Iraqi Shia leader mourned in Iran

Crowds gather in Tehran to mark the death of Abdel Aziz al-Hakim.

Al-Hakim's body is to be flown to the Iraqi Shia city of Najaf after the memorial in Iran [AFP]

‘Great loss’

His body was to be flown from the Iranian city of Qom, a seat of Shia learning about 100km south of Tehran, to Iraq, Iranian state media reported.

A day earlier, Mahmoud Ahmadinejad, the Iranian president, called al-Hakim’s death “a great loss for the Iraqi people”.

He paid particular tribute to al-Hakim’s family, describing them as “revolutionaries”, the official IRNA news agency reported on Wednesday.

Al-Hakim, the leader of the Supreme Iraqi Islamic Council (SIIC), one of Iraq’s most powerful Shia parties, spent nearly two decades in Iran during the rule of Saddam Hussein, Iraq’s executed former leader.
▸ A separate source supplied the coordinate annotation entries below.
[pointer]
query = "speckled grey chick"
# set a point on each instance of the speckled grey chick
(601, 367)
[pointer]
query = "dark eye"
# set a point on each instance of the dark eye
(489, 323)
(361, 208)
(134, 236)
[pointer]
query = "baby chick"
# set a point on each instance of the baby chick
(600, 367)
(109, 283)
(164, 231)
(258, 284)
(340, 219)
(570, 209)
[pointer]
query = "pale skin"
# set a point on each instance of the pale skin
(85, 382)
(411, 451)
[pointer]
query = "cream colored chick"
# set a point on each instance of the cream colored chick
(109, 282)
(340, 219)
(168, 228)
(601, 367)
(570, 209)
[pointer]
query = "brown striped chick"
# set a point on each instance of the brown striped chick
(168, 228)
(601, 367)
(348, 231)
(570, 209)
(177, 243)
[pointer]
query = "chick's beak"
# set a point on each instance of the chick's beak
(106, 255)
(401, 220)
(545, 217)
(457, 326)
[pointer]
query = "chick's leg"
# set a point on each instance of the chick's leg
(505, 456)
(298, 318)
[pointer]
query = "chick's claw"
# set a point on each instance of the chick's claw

In 1982, he helped to establish an opposition movement in exile in Iran to fight Saddam’s Sunni-dominated government, and returned to Iraq after the US-led invasion of 2003.

The SIIC is currently part of Iraq’s ruling Shia alliance, which includes the Dawa party of Nouri al-Maliki, the prime minister, but earlier this week announced it was joining a new alliance for elections next January.

Much of the SIIC’s support comes from the influence of the al-Hakim name, which is revered among Shia Muslims for its lineage of scholars and sacrifice during the rule of Saddam Hussein.